When POLITICO published an initial draft majority opinion of the court's decision on Friday, Democratic politicians warned that it would lead to the reversal of other landmark privacy-related cases.
A whole range of rights are at stake if the rationale of the decision were to be sustained. The president said last month that there was a whole range of rights. It would be a fundamental shift in what we have done if we were to let the states make those decisions.
No one should be confident that this majority is done with its work according to the dissent opinion released on Friday.
The right to abortion is a part of the constitution. The Court has linked it to other settled freedoms over the years.
The court's past rulings are all part of the same constitutional fabric.
The majority opinion written by Justice Samuel Alito insists that the justices did not pose a threat to other precedents by abandoning the abortion law.
The important moral question posed by abortion was not one of the decisions cited.
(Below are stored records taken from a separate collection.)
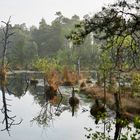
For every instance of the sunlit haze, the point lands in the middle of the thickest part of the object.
(31, 11)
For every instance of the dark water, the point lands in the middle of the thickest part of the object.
(57, 122)
(48, 119)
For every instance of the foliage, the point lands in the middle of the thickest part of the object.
(135, 82)
(129, 132)
(45, 65)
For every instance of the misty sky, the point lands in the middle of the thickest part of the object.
(31, 11)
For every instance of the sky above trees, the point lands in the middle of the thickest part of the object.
(31, 11)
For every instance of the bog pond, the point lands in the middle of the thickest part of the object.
(43, 119)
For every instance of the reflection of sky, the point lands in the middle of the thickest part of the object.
(63, 127)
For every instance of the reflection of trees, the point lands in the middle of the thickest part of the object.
(45, 115)
(49, 108)
(7, 120)
(17, 85)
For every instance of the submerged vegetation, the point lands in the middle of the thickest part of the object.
(70, 52)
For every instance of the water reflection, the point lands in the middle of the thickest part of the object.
(49, 107)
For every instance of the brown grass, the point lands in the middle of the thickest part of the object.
(130, 105)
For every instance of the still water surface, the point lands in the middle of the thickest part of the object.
(62, 126)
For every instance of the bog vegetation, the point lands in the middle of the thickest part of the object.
(107, 43)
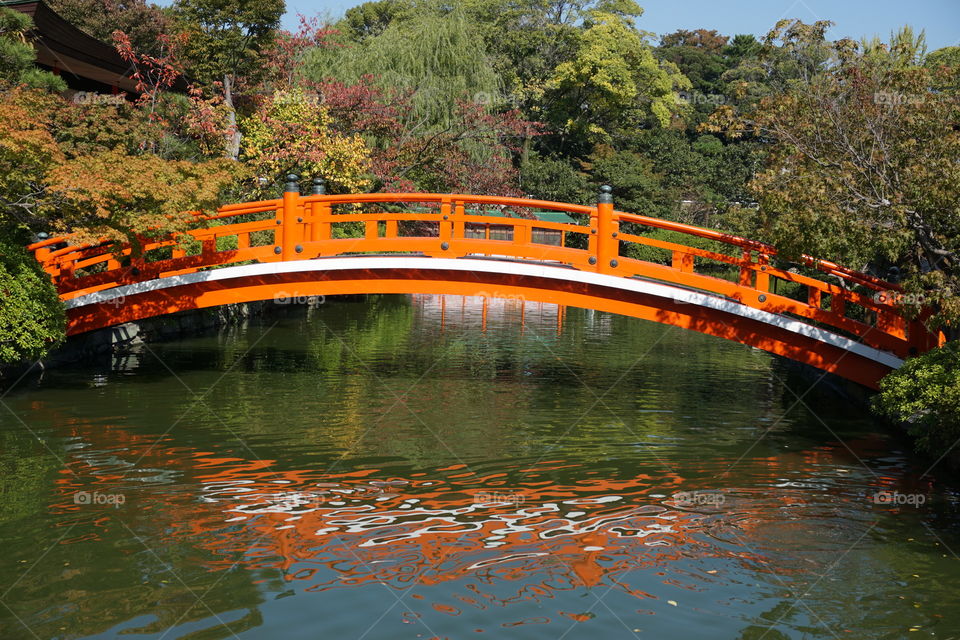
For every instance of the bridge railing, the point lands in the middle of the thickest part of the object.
(304, 227)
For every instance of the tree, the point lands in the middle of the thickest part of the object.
(925, 395)
(143, 22)
(17, 56)
(710, 41)
(864, 171)
(612, 83)
(289, 132)
(226, 45)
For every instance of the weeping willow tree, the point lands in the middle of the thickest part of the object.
(437, 56)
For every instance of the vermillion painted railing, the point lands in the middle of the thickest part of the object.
(302, 227)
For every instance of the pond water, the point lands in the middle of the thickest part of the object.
(423, 467)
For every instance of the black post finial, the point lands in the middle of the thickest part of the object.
(293, 183)
(606, 194)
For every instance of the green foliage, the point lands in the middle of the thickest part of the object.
(546, 178)
(142, 21)
(32, 317)
(925, 394)
(613, 79)
(438, 58)
(17, 56)
(370, 19)
(636, 187)
(227, 38)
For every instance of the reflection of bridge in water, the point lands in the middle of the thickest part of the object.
(447, 312)
(292, 248)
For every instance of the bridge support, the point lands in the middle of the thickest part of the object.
(608, 228)
(289, 220)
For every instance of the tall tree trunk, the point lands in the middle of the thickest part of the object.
(232, 143)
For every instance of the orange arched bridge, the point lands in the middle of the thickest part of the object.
(815, 312)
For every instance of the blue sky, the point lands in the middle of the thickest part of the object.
(855, 18)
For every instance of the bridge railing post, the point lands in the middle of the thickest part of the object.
(289, 219)
(607, 232)
(320, 228)
(446, 224)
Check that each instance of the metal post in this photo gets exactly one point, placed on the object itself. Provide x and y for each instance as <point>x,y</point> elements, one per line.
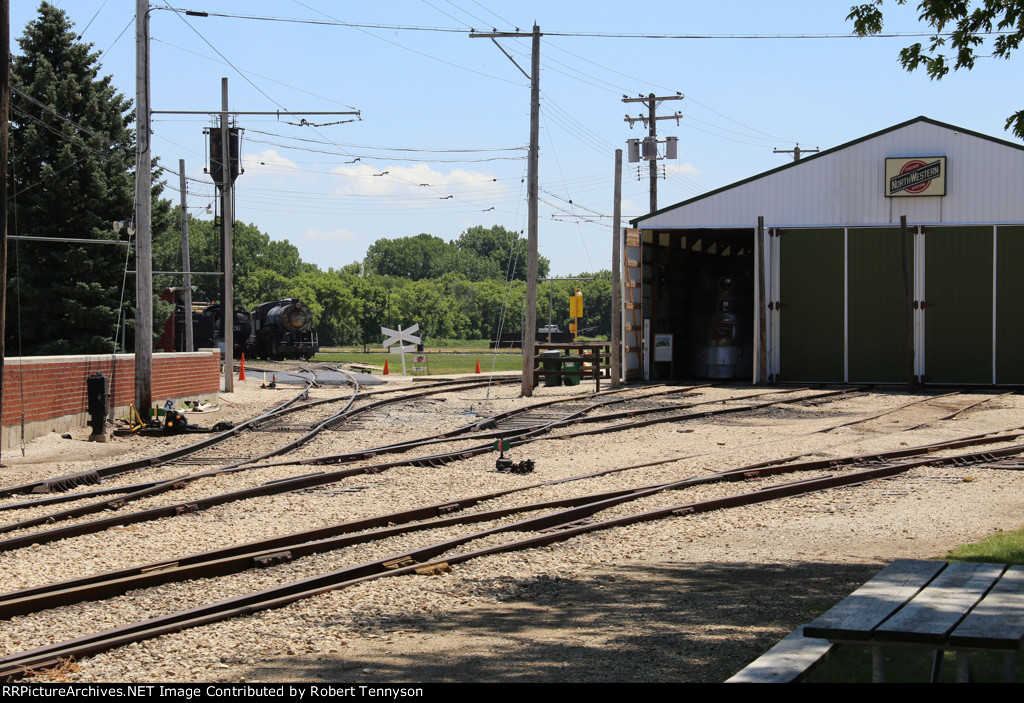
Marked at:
<point>185,263</point>
<point>227,221</point>
<point>653,162</point>
<point>529,334</point>
<point>143,215</point>
<point>616,282</point>
<point>762,339</point>
<point>4,114</point>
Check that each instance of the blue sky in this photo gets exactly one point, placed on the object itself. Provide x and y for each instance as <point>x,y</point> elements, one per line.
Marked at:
<point>427,96</point>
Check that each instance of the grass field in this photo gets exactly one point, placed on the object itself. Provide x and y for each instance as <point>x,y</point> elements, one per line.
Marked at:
<point>438,362</point>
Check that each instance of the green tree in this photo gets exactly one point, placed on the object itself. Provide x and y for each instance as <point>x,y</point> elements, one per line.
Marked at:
<point>417,257</point>
<point>970,20</point>
<point>504,249</point>
<point>71,166</point>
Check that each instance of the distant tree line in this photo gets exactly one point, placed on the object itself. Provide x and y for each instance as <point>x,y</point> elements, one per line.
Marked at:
<point>72,175</point>
<point>415,279</point>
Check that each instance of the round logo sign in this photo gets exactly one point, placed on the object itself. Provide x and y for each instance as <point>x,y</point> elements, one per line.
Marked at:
<point>911,166</point>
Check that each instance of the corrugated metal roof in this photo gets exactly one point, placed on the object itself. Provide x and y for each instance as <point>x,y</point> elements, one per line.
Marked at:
<point>845,185</point>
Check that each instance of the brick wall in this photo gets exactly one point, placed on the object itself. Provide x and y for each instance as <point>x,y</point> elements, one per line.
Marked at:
<point>50,390</point>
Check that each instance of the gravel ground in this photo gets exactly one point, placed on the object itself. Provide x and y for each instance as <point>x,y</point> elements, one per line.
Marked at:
<point>687,599</point>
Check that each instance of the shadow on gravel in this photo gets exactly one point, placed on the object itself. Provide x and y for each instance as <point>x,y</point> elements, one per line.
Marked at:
<point>685,622</point>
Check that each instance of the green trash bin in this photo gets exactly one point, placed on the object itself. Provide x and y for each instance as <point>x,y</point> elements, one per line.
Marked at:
<point>571,364</point>
<point>551,361</point>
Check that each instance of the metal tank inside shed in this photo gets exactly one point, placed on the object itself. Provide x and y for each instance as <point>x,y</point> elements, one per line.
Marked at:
<point>803,273</point>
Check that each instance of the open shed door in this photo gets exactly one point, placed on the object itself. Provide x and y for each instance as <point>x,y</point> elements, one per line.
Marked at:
<point>633,313</point>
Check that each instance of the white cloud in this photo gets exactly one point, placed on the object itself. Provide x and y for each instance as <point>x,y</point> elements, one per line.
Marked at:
<point>417,180</point>
<point>268,160</point>
<point>333,235</point>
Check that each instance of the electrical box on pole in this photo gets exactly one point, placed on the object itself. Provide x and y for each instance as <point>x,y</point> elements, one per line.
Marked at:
<point>217,158</point>
<point>671,147</point>
<point>634,150</point>
<point>576,312</point>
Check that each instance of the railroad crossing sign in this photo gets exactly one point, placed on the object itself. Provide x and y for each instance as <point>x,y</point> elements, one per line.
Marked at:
<point>397,337</point>
<point>400,336</point>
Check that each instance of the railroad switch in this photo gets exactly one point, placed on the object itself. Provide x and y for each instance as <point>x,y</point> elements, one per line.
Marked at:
<point>272,559</point>
<point>434,569</point>
<point>507,466</point>
<point>398,563</point>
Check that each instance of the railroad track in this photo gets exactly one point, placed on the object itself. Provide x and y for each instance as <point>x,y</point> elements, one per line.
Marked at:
<point>532,432</point>
<point>560,521</point>
<point>548,522</point>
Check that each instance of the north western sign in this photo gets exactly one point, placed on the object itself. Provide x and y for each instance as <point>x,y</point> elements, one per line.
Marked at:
<point>915,176</point>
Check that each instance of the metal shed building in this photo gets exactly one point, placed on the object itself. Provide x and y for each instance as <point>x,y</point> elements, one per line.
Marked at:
<point>803,273</point>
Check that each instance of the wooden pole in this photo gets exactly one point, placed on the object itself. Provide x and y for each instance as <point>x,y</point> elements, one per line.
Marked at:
<point>185,261</point>
<point>227,220</point>
<point>529,331</point>
<point>4,116</point>
<point>759,250</point>
<point>616,278</point>
<point>143,216</point>
<point>911,381</point>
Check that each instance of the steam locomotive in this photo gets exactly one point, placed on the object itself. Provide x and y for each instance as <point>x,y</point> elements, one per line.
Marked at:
<point>275,330</point>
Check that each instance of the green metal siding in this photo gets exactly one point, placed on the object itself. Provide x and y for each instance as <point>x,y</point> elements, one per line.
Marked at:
<point>1010,306</point>
<point>958,288</point>
<point>811,293</point>
<point>877,340</point>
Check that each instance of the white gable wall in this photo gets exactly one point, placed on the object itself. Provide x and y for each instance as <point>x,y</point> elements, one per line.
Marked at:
<point>984,184</point>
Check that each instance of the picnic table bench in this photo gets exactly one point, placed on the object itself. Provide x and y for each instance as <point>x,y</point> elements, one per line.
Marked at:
<point>963,607</point>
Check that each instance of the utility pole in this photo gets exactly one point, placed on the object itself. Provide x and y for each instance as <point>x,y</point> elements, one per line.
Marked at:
<point>226,223</point>
<point>529,326</point>
<point>616,283</point>
<point>143,215</point>
<point>795,151</point>
<point>4,115</point>
<point>650,143</point>
<point>185,259</point>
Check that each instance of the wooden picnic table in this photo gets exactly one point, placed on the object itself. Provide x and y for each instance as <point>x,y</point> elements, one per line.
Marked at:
<point>963,607</point>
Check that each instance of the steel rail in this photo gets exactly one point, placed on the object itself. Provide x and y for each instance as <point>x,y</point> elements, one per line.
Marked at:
<point>93,476</point>
<point>556,527</point>
<point>137,491</point>
<point>130,494</point>
<point>299,482</point>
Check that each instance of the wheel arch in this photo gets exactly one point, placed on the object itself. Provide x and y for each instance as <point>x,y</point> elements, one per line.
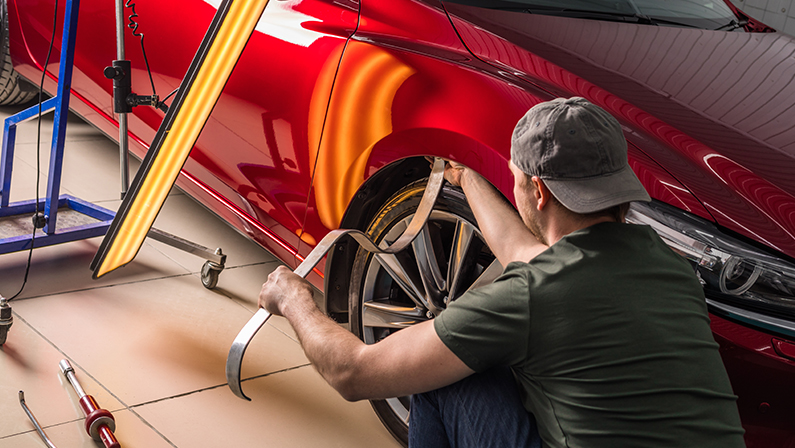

They are in need of assistance. Alito wrote that they do not support the right to obtain an abortion and that the conclusion that the constitution does not confer such a right does not undermine them. The right to abortion is the subject of our decision. There should be no doubt on the precedents that don't concern abortion.
The court's liberals said that Thomas' simultaneous invitation to open up numerous other precedents for review wasn't worth much.
The first problem with the majority's account is Justice Thomas's concurrence, which shows he is not with the program. One Justice is planning to use the ticket many times.
Even though no other justice joined Thomas in his concurrence, he stuck to his long-stated views on the legal theories behind many of the decisions. It seems doubtful that many of Thomas' conservative colleagues would be eager to revisit issues like contraception and same-sex marriage anytime soon, given the claims in Alito's opinion that the court's rulingFriday casts no doubt on those decisions.
Conservative colleagues gave fodder to the court's liberal members and left-leaning critics by not explicitly rejecting Thomas' stance.
The justice who came closest to rejecting Thomas' position was the one who was in the majority. Overruling the precedents doesn't mean the overruling of them and doesn't threaten or cast doubt on them.